How The War On Fossil Fuel Fuels War

March 24, 2022
"Increased global reliance on increasingly expensive oil and gas from Russia has fueled its foreign aggressions. As was true of the oil-rich Middle East despots in the 1970s, Russia’s biggest ally has been environmentalists who, being anti-capitalist, oppose precisely the energies that best power capital infrastructure: fossil fuels and nuclear energy. Instead of advanced economies using these abundant, cheap, safe, and reliable energy forms, environmentalists prefer reliance on medieval, pre-industrial forms – wind, water, sun – knowing that capitalism would perish by their widespread use."

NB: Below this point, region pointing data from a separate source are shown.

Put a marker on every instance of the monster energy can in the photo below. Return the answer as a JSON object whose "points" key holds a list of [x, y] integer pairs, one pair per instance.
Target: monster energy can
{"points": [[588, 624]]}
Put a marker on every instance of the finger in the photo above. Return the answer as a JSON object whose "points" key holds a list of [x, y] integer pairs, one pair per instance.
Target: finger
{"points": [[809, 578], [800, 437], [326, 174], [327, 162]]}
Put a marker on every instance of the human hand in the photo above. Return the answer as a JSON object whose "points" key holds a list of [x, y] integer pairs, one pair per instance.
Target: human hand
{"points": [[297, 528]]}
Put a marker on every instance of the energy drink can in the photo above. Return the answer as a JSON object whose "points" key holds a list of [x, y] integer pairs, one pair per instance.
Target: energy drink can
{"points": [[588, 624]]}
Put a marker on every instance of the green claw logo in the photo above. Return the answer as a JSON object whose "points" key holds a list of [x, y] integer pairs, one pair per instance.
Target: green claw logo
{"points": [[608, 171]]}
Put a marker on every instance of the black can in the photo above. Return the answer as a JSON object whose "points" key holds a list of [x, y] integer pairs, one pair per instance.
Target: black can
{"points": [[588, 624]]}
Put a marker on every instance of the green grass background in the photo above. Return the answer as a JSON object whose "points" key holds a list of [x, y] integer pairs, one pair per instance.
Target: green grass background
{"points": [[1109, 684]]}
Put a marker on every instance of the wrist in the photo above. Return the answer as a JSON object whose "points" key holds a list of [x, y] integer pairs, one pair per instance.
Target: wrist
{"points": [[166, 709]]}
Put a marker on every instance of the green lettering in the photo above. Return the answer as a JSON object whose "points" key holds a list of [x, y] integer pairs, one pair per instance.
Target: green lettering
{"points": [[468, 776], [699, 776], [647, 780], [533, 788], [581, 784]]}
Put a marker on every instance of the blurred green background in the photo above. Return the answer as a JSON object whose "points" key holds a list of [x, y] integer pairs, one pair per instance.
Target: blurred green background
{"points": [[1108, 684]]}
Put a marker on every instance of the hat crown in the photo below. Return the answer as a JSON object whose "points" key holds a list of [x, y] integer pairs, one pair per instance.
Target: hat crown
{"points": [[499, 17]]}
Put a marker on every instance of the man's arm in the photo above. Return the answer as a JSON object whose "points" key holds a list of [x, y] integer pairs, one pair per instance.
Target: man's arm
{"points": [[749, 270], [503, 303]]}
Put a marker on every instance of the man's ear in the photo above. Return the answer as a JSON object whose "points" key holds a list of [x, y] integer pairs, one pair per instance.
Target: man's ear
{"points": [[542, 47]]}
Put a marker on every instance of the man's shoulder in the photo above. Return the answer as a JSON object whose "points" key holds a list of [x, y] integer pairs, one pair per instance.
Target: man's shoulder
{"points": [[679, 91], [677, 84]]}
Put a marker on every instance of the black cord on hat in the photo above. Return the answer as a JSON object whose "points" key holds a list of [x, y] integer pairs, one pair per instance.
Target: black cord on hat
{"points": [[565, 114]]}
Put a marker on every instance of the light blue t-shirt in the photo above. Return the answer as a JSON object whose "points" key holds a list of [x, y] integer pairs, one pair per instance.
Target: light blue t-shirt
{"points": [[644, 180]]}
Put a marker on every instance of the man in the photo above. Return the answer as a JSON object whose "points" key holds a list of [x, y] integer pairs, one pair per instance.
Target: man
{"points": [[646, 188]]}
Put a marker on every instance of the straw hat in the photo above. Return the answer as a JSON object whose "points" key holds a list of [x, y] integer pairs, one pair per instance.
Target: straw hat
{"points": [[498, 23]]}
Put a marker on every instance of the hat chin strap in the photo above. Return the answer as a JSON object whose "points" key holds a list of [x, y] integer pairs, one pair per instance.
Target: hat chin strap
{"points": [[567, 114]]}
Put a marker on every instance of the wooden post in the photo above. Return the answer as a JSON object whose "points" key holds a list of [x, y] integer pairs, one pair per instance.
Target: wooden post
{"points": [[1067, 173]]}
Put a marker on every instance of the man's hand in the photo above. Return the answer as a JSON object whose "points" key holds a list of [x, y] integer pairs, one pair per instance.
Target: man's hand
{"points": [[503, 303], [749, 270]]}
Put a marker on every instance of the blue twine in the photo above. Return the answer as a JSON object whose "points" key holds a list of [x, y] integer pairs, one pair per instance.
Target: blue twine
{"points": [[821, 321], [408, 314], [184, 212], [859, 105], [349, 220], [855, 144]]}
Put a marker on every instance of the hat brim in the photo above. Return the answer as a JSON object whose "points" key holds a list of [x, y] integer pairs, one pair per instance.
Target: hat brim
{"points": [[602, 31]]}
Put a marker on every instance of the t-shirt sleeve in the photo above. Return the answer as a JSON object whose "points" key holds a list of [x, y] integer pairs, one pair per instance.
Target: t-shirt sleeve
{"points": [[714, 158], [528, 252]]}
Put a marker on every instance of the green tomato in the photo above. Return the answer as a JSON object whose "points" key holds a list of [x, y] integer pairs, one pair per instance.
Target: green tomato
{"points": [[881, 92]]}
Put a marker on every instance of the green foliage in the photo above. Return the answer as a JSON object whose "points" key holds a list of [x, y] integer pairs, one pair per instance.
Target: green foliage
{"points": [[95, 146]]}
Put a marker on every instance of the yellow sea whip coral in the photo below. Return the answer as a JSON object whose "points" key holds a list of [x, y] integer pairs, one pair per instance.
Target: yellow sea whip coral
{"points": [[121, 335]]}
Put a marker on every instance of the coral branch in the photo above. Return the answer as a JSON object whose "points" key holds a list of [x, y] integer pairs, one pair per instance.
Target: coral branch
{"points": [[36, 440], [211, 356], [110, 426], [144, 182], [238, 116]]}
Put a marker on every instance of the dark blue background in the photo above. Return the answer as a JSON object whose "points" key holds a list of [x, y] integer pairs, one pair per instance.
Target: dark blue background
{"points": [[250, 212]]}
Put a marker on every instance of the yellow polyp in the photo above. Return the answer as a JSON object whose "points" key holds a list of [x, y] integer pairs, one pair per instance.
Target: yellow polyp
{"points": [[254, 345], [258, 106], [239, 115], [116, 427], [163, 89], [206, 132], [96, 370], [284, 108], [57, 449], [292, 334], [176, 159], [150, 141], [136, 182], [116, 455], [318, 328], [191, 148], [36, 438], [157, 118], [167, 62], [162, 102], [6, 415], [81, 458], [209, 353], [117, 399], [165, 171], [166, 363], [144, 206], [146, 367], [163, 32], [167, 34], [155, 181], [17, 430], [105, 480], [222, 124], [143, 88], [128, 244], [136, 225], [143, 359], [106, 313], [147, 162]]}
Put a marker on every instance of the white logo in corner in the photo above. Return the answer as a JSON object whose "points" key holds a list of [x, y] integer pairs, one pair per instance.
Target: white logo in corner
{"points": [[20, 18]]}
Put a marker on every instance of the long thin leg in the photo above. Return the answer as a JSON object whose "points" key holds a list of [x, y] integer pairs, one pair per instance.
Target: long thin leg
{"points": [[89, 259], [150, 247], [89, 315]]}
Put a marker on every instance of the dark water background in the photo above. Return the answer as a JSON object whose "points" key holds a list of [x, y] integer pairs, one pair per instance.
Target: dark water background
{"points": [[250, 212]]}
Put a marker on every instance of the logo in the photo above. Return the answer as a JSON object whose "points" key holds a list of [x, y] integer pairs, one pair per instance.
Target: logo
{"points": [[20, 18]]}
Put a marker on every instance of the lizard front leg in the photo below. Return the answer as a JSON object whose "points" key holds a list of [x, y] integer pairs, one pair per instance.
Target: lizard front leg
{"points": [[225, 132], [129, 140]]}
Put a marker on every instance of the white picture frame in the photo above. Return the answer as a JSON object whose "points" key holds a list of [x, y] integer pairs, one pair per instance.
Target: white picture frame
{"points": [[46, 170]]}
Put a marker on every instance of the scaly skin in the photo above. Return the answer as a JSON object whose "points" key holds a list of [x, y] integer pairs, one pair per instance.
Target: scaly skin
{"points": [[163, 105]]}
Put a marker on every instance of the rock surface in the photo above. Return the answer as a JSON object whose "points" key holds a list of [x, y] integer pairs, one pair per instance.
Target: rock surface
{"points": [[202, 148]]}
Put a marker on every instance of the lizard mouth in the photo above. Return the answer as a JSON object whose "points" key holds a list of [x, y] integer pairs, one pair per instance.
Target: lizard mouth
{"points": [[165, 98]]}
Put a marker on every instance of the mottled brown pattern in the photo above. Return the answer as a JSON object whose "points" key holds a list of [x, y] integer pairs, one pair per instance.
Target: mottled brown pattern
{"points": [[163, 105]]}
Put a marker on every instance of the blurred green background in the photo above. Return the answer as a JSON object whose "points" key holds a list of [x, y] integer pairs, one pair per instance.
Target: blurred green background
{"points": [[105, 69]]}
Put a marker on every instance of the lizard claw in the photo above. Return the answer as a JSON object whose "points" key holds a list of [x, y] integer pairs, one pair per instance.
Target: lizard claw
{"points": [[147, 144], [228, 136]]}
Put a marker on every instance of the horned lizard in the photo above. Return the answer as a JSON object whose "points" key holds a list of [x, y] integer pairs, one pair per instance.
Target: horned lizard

Central Bank Digital Currencies: What's The Point?

February 24, 2022
Central banks, as monopolist issuers of state-based fiat (mandatory) money, operate not to help economies but to assist fiscally profligate governments in funding themselves cheaply and surreptitiously. Lately, in response to the spread (and threat) of cryptocurrencies, central banks have pursued plans to issue their fiat monies in digital form. Per the BIS, 86% of them are actively researching central bank digital currencies (CBDCs), 60% are experimenting with it, and 14% have pilot projects. Fans claim CBDCs will help central banks better manage the payments system, inflation, and the economy. But nefarious motives are also likely, having to do with “Modern Monetary Theory” and more direct means of financing profligate governments.